The purchase-money must have been paid off by instalments. I have before me, as I write, a card of the terms. The charges were moderate. Day-scholars paid four guineas or five pounds a year, and boarders twenty guineas or twenty-five guineas, according to age. The address that the new schoolmaster published is somewhat curious. It is as follows:—

ADDRESS.

“T. Hill, sensible of the severe responsibility attached to the office of a public preceptor, resolves, if entrusted with that charge, to devote himself to the duties of it with assiduity, perseverance, and concentrated attention, as indispensable to reputation and success. To ensure the co-operation of his pupils, he will make it his study to excite their reasoning powers, and to induce in them habits of voluntary application; for this purpose, varying the ordinary course of instruction, and, as occasion shall offer, drawing their attention to subjects more particularly fitted to interest their feelings; he will always endeavour, by kindness and patience, firmness and impartiality to secure for himself their affection and esteem. And as he aspires to exhibit models of education, possessing higher excellencies than mechanical dexterity or mere intellectual acuteness; his anxious aim will be to make instruction in art and science, the culture of the understanding, and of the physical powers, subservient to the nobler intention of fostering and maturing the virtues of the heart.”

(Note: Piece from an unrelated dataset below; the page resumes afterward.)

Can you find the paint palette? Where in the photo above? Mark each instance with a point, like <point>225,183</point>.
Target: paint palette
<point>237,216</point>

Rowland was at once placed in the school, and thus at the age of seven his formal education began. His health still continued weak, and his studies were too often broken in upon by illness. He was fortunate enough, however, to find at his new home, in an outbuilding, a workshop, fitted with benches, a vice, and a blacksmith’s forge. “Here,” he said, “we spent much of our spare time, and most of our spare cash, which latter, however, was but very scanty.” The want of pence, indeed, often troubled him full sore. “Ever since I can remember,” as he wrote in a Journal which he began to keep in his eighteenth year, “I have had a taste for mechanics.... In works of the fingers I chiefly excel.” But the best mechanician wants materials, and materials cost money. One Good Friday morning he and his brother Matthew turned dealers. They had been sent with a basket to buy hot cross buns for the household. As they went along, the street-vendors were calling out, after the Birmingham fashion—

“Hot cross buns! Hot cross buns!

One a penny, two a penny, hot cross buns!